This leads us to disclosure, and this is where it can get difficult. Courts tend to reject general or unfocused disclosure requests during criminal proceedings as ‘fishing expeditions’.

Rather, a person challenging evidence derived from a computer must specifically identify the issue to which the disclosure request is relevant. In practice, the defence is often unable to demonstrate relevance because they will not have been privy to the circumstances in which the system in question is known to fail or has failed. Or because it is not immediately obvious there has been any such failure.

Before we go on, what is disclosure?

If we are talking about standard disclosure, this is where each party is obliged to provide to their opponents a list of all documents which both:

  • Help or hinder the case of any party
  • Are, or have been, in the party's control

A party is also obliged to permit inspection of the disclosed documents within their control, unless they have a right or a duty to withhold inspection, or inspection would be disproportionate to the matters in issue.

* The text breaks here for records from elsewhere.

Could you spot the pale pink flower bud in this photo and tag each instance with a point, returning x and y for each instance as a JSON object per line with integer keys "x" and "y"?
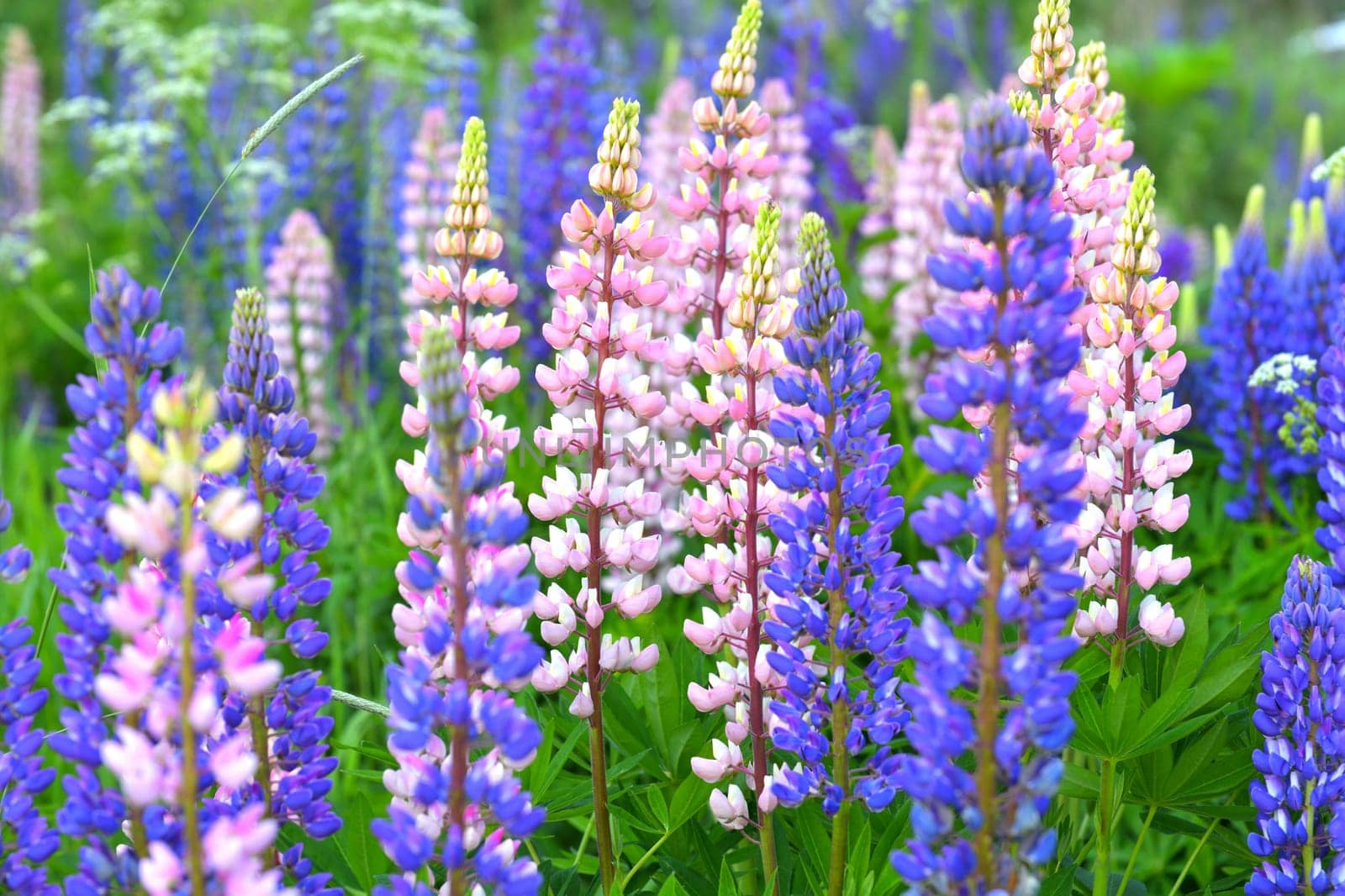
{"x": 731, "y": 809}
{"x": 1160, "y": 622}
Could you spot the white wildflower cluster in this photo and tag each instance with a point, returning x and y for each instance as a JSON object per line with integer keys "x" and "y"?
{"x": 1293, "y": 376}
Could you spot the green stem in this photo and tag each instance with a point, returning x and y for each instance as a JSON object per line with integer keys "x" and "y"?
{"x": 1134, "y": 853}
{"x": 360, "y": 703}
{"x": 1118, "y": 663}
{"x": 1102, "y": 864}
{"x": 837, "y": 661}
{"x": 578, "y": 853}
{"x": 770, "y": 867}
{"x": 187, "y": 791}
{"x": 1190, "y": 860}
{"x": 1309, "y": 820}
{"x": 257, "y": 705}
{"x": 992, "y": 636}
{"x": 647, "y": 856}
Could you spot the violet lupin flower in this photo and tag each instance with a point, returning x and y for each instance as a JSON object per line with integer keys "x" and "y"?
{"x": 448, "y": 795}
{"x": 732, "y": 510}
{"x": 602, "y": 350}
{"x": 790, "y": 185}
{"x": 1125, "y": 382}
{"x": 836, "y": 572}
{"x": 109, "y": 408}
{"x": 1311, "y": 286}
{"x": 287, "y": 728}
{"x": 984, "y": 771}
{"x": 557, "y": 132}
{"x": 300, "y": 295}
{"x": 17, "y": 560}
{"x": 29, "y": 841}
{"x": 20, "y": 114}
{"x": 1300, "y": 797}
{"x": 1246, "y": 304}
{"x": 168, "y": 680}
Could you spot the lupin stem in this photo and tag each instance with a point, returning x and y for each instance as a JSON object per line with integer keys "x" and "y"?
{"x": 1102, "y": 864}
{"x": 757, "y": 698}
{"x": 992, "y": 646}
{"x": 257, "y": 705}
{"x": 593, "y": 634}
{"x": 836, "y": 658}
{"x": 187, "y": 791}
{"x": 461, "y": 599}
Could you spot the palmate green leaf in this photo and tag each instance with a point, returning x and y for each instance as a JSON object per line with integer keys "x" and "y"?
{"x": 672, "y": 888}
{"x": 689, "y": 799}
{"x": 726, "y": 885}
{"x": 1089, "y": 724}
{"x": 1080, "y": 782}
{"x": 659, "y": 808}
{"x": 360, "y": 841}
{"x": 632, "y": 820}
{"x": 1226, "y": 837}
{"x": 1059, "y": 884}
{"x": 548, "y": 767}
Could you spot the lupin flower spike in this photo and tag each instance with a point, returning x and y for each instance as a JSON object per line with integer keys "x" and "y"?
{"x": 1300, "y": 797}
{"x": 24, "y": 775}
{"x": 20, "y": 116}
{"x": 468, "y": 213}
{"x": 428, "y": 183}
{"x": 288, "y": 728}
{"x": 456, "y": 295}
{"x": 109, "y": 408}
{"x": 926, "y": 178}
{"x": 736, "y": 501}
{"x": 837, "y": 575}
{"x": 1331, "y": 475}
{"x": 178, "y": 669}
{"x": 600, "y": 383}
{"x": 736, "y": 76}
{"x": 461, "y": 804}
{"x": 977, "y": 809}
{"x": 17, "y": 560}
{"x": 1126, "y": 383}
{"x": 1052, "y": 47}
{"x": 1311, "y": 286}
{"x": 1079, "y": 125}
{"x": 878, "y": 262}
{"x": 721, "y": 198}
{"x": 557, "y": 129}
{"x": 791, "y": 185}
{"x": 1244, "y": 313}
{"x": 300, "y": 296}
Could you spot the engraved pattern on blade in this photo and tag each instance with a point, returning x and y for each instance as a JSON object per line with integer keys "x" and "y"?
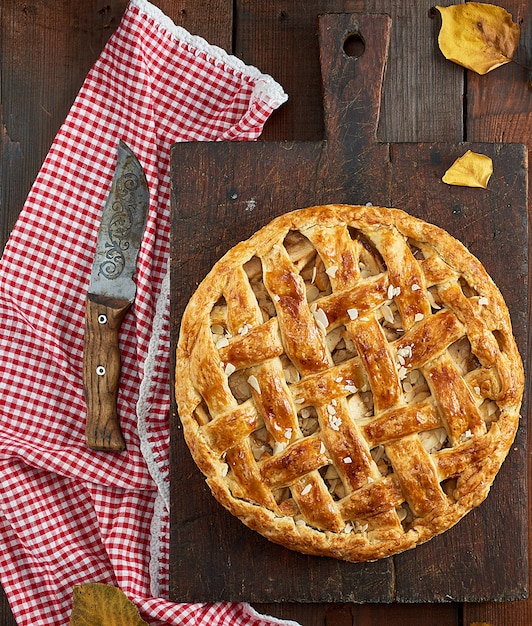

Can a prosecutor keep information about bugs secret and leave the defence to flounder in the dark?

The solicitor has a duty to ensure that all disclosable documents are made available to the court.

What can happen if a company is found to have misled a court by not disclosing or disclosing misleadingly?

Usually, parties to litigation in England disclose documents to each other by way of a list of documents, and a disclosure statement must verify this list. This is a statement made by the party disclosing the documents that:

  • Sets out the extent of the search that has been made to locate documents which they are required to disclose
  • Certifies that they understand the duty to disclose documents
  • Certifies that to the best of their knowledge, they have carried out that duty

A suspicion that documents that should have been disclosed have been withheld is, in effect, a suspicion that a false disclosure statement has been signed. Contempt proceedings may be brought against a person who makes, or causes to be made, a false disclosure statement without an honest belief in its truth.

What could happen when AI-based evidence appears at a criminal trial? AI systems can be so complex that their makers can’t explain how they came to a conclusion. If the law on computer evidence stays as it is, could we end up with a defendant having to prove the AI was wrong, and the prosecution remaining unable to explain how the system works?

In the EU this may not be as problematic as it seems. Under the EU AI Act, providers and deployers of so-called ‘high-risk’ AI systems will be subject to significant regulatory obligations when the act takes effect, with enhanced thresholds of diligence, initial risk assessment and transparency. In addition, the act contains a long list of examples cited in which AI systems used in a law enforcement context could be considered ‘high-risk’ AI. The list includes AI systems intended to be used to assess individuals’ risks of offending or re-offending. It also covers AI systems used to evaluate the reliability of evidence in criminal investigations or prosecutions, or for profiling individuals in the course of detection, investigation or prosecution of criminal offences.

However, in the UK, the use of AI-based evidence is likely to be problematic if the law of evidence remains unchanged and/or AI specific legislation is not introduced.

Finally, how did you become involved with BCS?

I first got involved with BCS when I was asked to speak at an event many years ago! I think that went well (as I continued to get asked to speak at other BCS events). I then applied for membership, eventually gaining Chartered IT Professional Status and Fellowship. I continued to speak at various BCS event and then in 2016 decided I wanted to ‘give something back’. I got elected to the BCS Council in 2016 and have remained on Council until 2024 (including 1 year as Vice-Chair). I was also a Council elected Trustee of BCS from 2019 to 2024.